Longread of the Week: Dayna Tortorici at n+1 wrote about embracing Instagram as a non-toxic alternative to Twitter only to find the image-driven platform comes with its own problems. Most striking is her description of an agoraphobic Instagram artist who takes photos from Google street view: “I found it pernicious and thought about it for days. The message was benign — technology connects you to the world — but I couldn’t shake the subtext: that if Google and Instagram had an ideal user, it might be a creative person who could not, would not, leave her home.”
Everything Else
— Spotify is in talks to buy The Ringer, signaling a significant push into digital media for the music streaming service. Spotify has been aggressively expanding into podcasting territory — it dropped $400 million last year to swipe up three podcast companies, including Gimlet Media — and the latest move seems to be propelled by ambitions to dominate the space. The Ringer produces more than 30 podcasts that altogether draw more than 100 million downloads a month.

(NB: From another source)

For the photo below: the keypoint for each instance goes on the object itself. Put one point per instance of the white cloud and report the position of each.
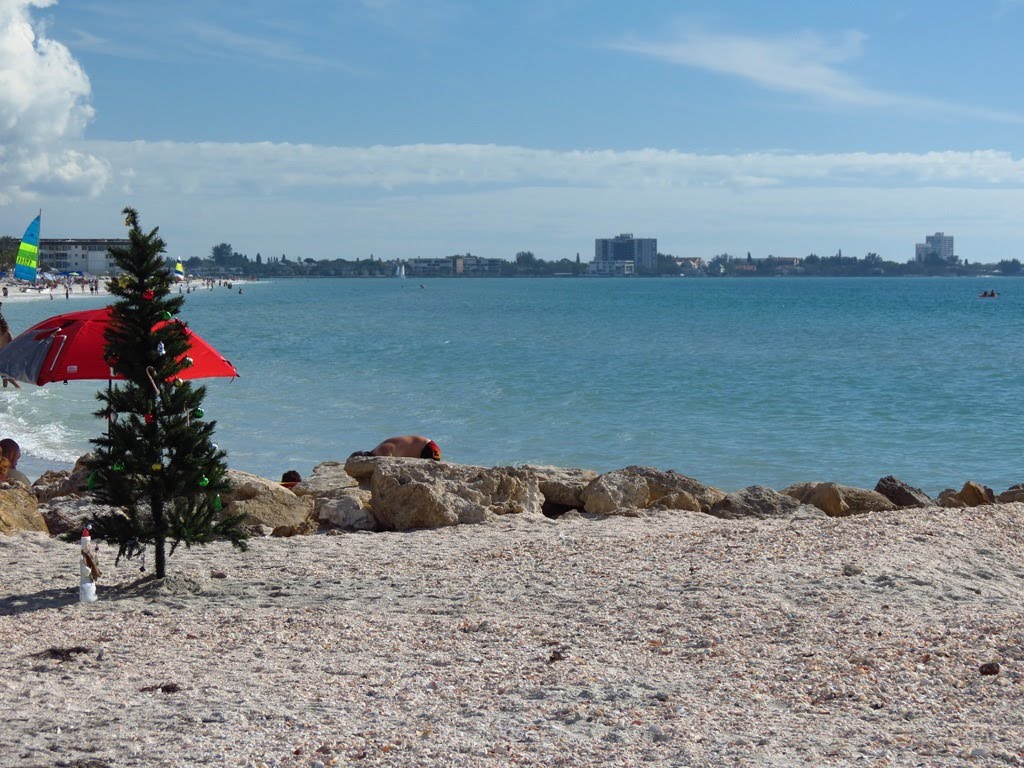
(804, 64)
(43, 104)
(329, 202)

— Ever since editorial director Paul Maidment left G/O Media after a short-lived stint as a blogger, the company has struggled to hire a replacement, possibly because folks are wary about working for a company that is being driven into the ground by its owners. In a wildly unprofessional move, G/O’s head of human resources told staffers in an email that top editorial staffer Joyce Tang had turned down the position because the company wouldn’t match Maidment’s salary and asked other staffers if they wanted to apply. G/O is now courting Jim Brady, a former ESPN public editor who has said he doesn’t respect Deadspin, so he certainly has a lot in common with the G/O higher-ups!
— In other good news for G/O bosses, the GMG Union has said that 97% of its editorial bargaining unit have cast a vote of no confidence in CEO Jim Spanfeller.
— Should writers expect their significant others to read their work? Morgan Jerkins certainly thinks so — she went so far as to direct writers to “not date or invest any significant amount of energy” in anyone who does not. Unsurprisingly, media Twitter erupted in some light mockery. The only correct take, in my opinion, is that no one should date writers!
— High Times’ new CEO wants to expand into dispensaries, a questionable (and likely expensive) move given that parent company Hightimes Holding is currently $105.2 million in debt after acquiring a handful of other cannabis publications. Roughly 70% of the company’s revenue already comes from events, though, and the new leadership is likely hoping the dispensary business will prove similarly lucrative.